Mittelfristig (1-3 Jahre)
Bauliche Anpassungen wie Höhenanpassung von Fenstern und Anwendung wasserdichter Beschichtungen in Tiefgaragen umsetzen, finanziert durch Förderprogramme wie BAFA oder KfW 440. Integration von Vorhersagesystemen in städtische Flächennutzungspläne und Pilotierung blauer Infrastruktur wie Retentionsflächen. Partnerschaften mit Versicherern eingehen, um Prämienrabatte für resiliente Maßnahmen zu sichern.
Langfristig (3-5 Jahre)
Ausbau resilienzbasierter Stadtplanung mit Deichen, Entsiegelung und wasserdurchlässigen Belägen, um das Überflutungsrisiko um 50 % zu senken. Etablierung eines städtischen Hochwasserrisikomanagements mit KI-gestützten Vorhersagen und kontinuierlicher Überwachung. Skalierung erfolgreicher Maßnahmen auf weitere Stadtteile, inklusive Community-basierter Resilienzprogramme.
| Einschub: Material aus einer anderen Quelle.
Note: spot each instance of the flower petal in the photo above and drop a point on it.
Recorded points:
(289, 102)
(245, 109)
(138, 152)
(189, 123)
BauKI: Entscheidungsvorlage
Handlungsempfehlung: Priorisieren Sie hybride Ansätze aus passivem Schutz (Abdichtungen, Rückstauklappen) und aktivem Management (Pumpen, Pläne) mit einem Investitionsbedarf von 10.000-50.000 € pro Gebäude, abhängig von Größe. Erwarteter Return: Reduzierung von Sanierungskosten um 60-80 % pro Ereignis (basierend auf Ahlerade-Schäden 2021); Amortisation innerhalb von 5 Jahren durch geringere Versicherungsprämien und Ausfälle. Annahme: Lokale Förderquoten decken 40-60 % der Kosten; detaillierte Kalkulation erfordert Objektprüfung.
BauKI: Weiterführende Fragen zur Selbstrecherche
Die folgenden strategischen Fragen erfordern Ihre eigenständige Analyse und Bewertung basierend auf Ihrer spezifischen Unternehmenssituation, Ihrem Marktumfeld und Ihren Ressourcen. Die Verantwortung für fundierte strategische Entscheidungen liegt bei Ihnen.
- Welche spezifischen Hochwasserhöhen sind für Ihr städtisches Gebiet in den nächsten 10 Jahren prognostiziert, und wie passen bestehende Fenster- und Türhöhen dazu?